Two important caveats have to be added here.  First, efficiency does not mean job replacement, it means being able to perform current tasks better and freeing up time to perform those tasks that individuals often say they are too busy to perform.  Second, ChatGPT works best in interactive development.  It is a conversation with the user providing the appropriate prompts.  In other words, humans do not become less important, they become more important, and skill and knowledge become increasingly important, so a user knows which questions to ask to get the best response from ChatGPT.  Aristotle, in The Posterior Analytics, argues that all knowledge relies on pre-existent knowledge.  ChatGPT is only as good as the prompts and guidance the user provides.  

So, what makes ChatGPT so terrifying?  It is the Chat element.  AI has been around for a long time, and what we have now is the ability for anyone with basic language skills to be able to use it.  In other words, you no longer need to know how to program to use Artificial Intelligence.  In many ways, this democratization of computing power should be celebrated.  

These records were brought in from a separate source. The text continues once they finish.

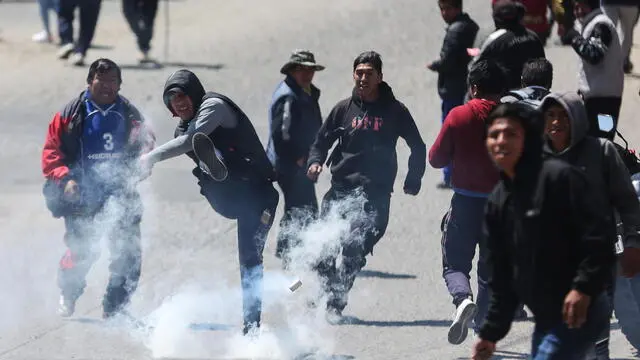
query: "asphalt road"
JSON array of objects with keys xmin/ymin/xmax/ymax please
[{"xmin": 0, "ymin": 0, "xmax": 640, "ymax": 360}]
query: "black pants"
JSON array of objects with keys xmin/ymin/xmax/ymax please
[
  {"xmin": 276, "ymin": 169, "xmax": 318, "ymax": 263},
  {"xmin": 58, "ymin": 200, "xmax": 142, "ymax": 313},
  {"xmin": 199, "ymin": 173, "xmax": 279, "ymax": 327},
  {"xmin": 122, "ymin": 0, "xmax": 158, "ymax": 52},
  {"xmin": 584, "ymin": 97, "xmax": 622, "ymax": 140},
  {"xmin": 316, "ymin": 187, "xmax": 391, "ymax": 312},
  {"xmin": 58, "ymin": 0, "xmax": 102, "ymax": 55}
]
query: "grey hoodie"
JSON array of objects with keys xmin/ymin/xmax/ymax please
[{"xmin": 540, "ymin": 92, "xmax": 640, "ymax": 247}]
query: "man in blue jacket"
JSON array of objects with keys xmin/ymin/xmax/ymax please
[{"xmin": 42, "ymin": 59, "xmax": 155, "ymax": 318}]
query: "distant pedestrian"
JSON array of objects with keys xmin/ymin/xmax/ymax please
[
  {"xmin": 122, "ymin": 0, "xmax": 158, "ymax": 63},
  {"xmin": 567, "ymin": 0, "xmax": 624, "ymax": 140},
  {"xmin": 31, "ymin": 0, "xmax": 58, "ymax": 43},
  {"xmin": 427, "ymin": 0, "xmax": 479, "ymax": 188},
  {"xmin": 58, "ymin": 0, "xmax": 102, "ymax": 66},
  {"xmin": 267, "ymin": 50, "xmax": 324, "ymax": 266},
  {"xmin": 600, "ymin": 0, "xmax": 640, "ymax": 74}
]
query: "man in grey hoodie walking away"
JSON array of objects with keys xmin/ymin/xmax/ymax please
[{"xmin": 541, "ymin": 92, "xmax": 640, "ymax": 360}]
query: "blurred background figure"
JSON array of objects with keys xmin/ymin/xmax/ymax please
[
  {"xmin": 600, "ymin": 0, "xmax": 640, "ymax": 74},
  {"xmin": 31, "ymin": 0, "xmax": 58, "ymax": 43},
  {"xmin": 122, "ymin": 0, "xmax": 158, "ymax": 63},
  {"xmin": 58, "ymin": 0, "xmax": 102, "ymax": 66}
]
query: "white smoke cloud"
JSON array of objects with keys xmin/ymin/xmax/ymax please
[{"xmin": 136, "ymin": 187, "xmax": 371, "ymax": 359}]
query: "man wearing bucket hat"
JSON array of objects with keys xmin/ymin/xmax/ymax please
[{"xmin": 267, "ymin": 50, "xmax": 324, "ymax": 266}]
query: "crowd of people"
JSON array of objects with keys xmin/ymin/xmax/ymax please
[
  {"xmin": 32, "ymin": 0, "xmax": 158, "ymax": 66},
  {"xmin": 36, "ymin": 0, "xmax": 640, "ymax": 360}
]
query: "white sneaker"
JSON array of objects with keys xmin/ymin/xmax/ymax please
[
  {"xmin": 448, "ymin": 299, "xmax": 478, "ymax": 345},
  {"xmin": 69, "ymin": 53, "xmax": 84, "ymax": 66},
  {"xmin": 56, "ymin": 43, "xmax": 74, "ymax": 60}
]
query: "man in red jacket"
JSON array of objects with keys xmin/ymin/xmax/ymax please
[{"xmin": 429, "ymin": 60, "xmax": 507, "ymax": 345}]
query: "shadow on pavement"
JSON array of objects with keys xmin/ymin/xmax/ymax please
[
  {"xmin": 340, "ymin": 316, "xmax": 451, "ymax": 327},
  {"xmin": 358, "ymin": 270, "xmax": 417, "ymax": 279},
  {"xmin": 455, "ymin": 351, "xmax": 529, "ymax": 360}
]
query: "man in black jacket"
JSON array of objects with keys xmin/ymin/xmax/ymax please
[
  {"xmin": 427, "ymin": 0, "xmax": 479, "ymax": 188},
  {"xmin": 141, "ymin": 70, "xmax": 278, "ymax": 335},
  {"xmin": 500, "ymin": 58, "xmax": 553, "ymax": 108},
  {"xmin": 474, "ymin": 0, "xmax": 546, "ymax": 89},
  {"xmin": 473, "ymin": 103, "xmax": 615, "ymax": 360},
  {"xmin": 307, "ymin": 51, "xmax": 427, "ymax": 321},
  {"xmin": 267, "ymin": 50, "xmax": 324, "ymax": 267}
]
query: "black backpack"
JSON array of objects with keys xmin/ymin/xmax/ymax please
[{"xmin": 500, "ymin": 87, "xmax": 549, "ymax": 109}]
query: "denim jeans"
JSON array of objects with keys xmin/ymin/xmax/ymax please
[
  {"xmin": 199, "ymin": 171, "xmax": 279, "ymax": 325},
  {"xmin": 38, "ymin": 0, "xmax": 58, "ymax": 34},
  {"xmin": 531, "ymin": 293, "xmax": 611, "ymax": 360},
  {"xmin": 442, "ymin": 193, "xmax": 490, "ymax": 329}
]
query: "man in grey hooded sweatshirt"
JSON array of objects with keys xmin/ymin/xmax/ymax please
[{"xmin": 540, "ymin": 92, "xmax": 640, "ymax": 360}]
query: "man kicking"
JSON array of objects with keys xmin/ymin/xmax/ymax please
[{"xmin": 141, "ymin": 69, "xmax": 278, "ymax": 335}]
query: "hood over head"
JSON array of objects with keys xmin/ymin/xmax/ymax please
[
  {"xmin": 351, "ymin": 81, "xmax": 396, "ymax": 104},
  {"xmin": 162, "ymin": 69, "xmax": 205, "ymax": 119},
  {"xmin": 540, "ymin": 91, "xmax": 589, "ymax": 152}
]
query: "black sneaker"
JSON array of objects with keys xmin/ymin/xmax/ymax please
[
  {"xmin": 191, "ymin": 133, "xmax": 229, "ymax": 181},
  {"xmin": 58, "ymin": 295, "xmax": 77, "ymax": 317}
]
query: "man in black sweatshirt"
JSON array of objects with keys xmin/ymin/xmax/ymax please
[
  {"xmin": 472, "ymin": 103, "xmax": 615, "ymax": 360},
  {"xmin": 307, "ymin": 51, "xmax": 427, "ymax": 320},
  {"xmin": 141, "ymin": 70, "xmax": 278, "ymax": 335},
  {"xmin": 472, "ymin": 0, "xmax": 546, "ymax": 90}
]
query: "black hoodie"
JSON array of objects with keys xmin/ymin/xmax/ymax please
[
  {"xmin": 162, "ymin": 70, "xmax": 275, "ymax": 183},
  {"xmin": 472, "ymin": 3, "xmax": 545, "ymax": 90},
  {"xmin": 307, "ymin": 82, "xmax": 427, "ymax": 193},
  {"xmin": 480, "ymin": 104, "xmax": 615, "ymax": 342}
]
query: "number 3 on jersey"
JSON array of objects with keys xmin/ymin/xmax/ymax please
[{"xmin": 102, "ymin": 133, "xmax": 113, "ymax": 151}]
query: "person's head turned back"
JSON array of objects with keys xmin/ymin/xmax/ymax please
[
  {"xmin": 438, "ymin": 0, "xmax": 462, "ymax": 24},
  {"xmin": 87, "ymin": 58, "xmax": 122, "ymax": 105},
  {"xmin": 522, "ymin": 58, "xmax": 553, "ymax": 90},
  {"xmin": 468, "ymin": 60, "xmax": 507, "ymax": 98},
  {"xmin": 353, "ymin": 51, "xmax": 382, "ymax": 101},
  {"xmin": 493, "ymin": 0, "xmax": 526, "ymax": 30}
]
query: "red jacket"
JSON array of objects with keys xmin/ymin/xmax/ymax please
[
  {"xmin": 42, "ymin": 92, "xmax": 155, "ymax": 183},
  {"xmin": 429, "ymin": 99, "xmax": 499, "ymax": 194}
]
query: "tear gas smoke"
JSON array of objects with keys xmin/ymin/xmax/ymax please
[{"xmin": 138, "ymin": 187, "xmax": 371, "ymax": 359}]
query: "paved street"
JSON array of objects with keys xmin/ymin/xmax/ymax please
[{"xmin": 0, "ymin": 0, "xmax": 640, "ymax": 360}]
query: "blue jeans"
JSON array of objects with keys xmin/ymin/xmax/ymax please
[
  {"xmin": 531, "ymin": 293, "xmax": 610, "ymax": 360},
  {"xmin": 194, "ymin": 170, "xmax": 279, "ymax": 326},
  {"xmin": 58, "ymin": 0, "xmax": 102, "ymax": 55},
  {"xmin": 441, "ymin": 96, "xmax": 464, "ymax": 185},
  {"xmin": 613, "ymin": 275, "xmax": 640, "ymax": 350},
  {"xmin": 38, "ymin": 0, "xmax": 58, "ymax": 34},
  {"xmin": 442, "ymin": 193, "xmax": 490, "ymax": 329}
]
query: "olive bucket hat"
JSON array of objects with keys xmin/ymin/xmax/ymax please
[{"xmin": 280, "ymin": 50, "xmax": 324, "ymax": 75}]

Aristotle argued that the ability to communicate intelligent thought makes us human, and ChatGPT does that.  One of the other things that make us human is individuality and collaborative tasks.  When one sees other species in a group, they follow and mimic behavior rather than dividing tasks and taking individual roles.  Non-intelligent cyber systems do the same—each user providing the same input receives the same output.  Generative AI shifts the ground and does behave in an individual way.

The biggest fear and argument is that AI could take over and eradicate humans.  Perhaps the real fear is not about AI but a fear about ourselves that we cast on the machine.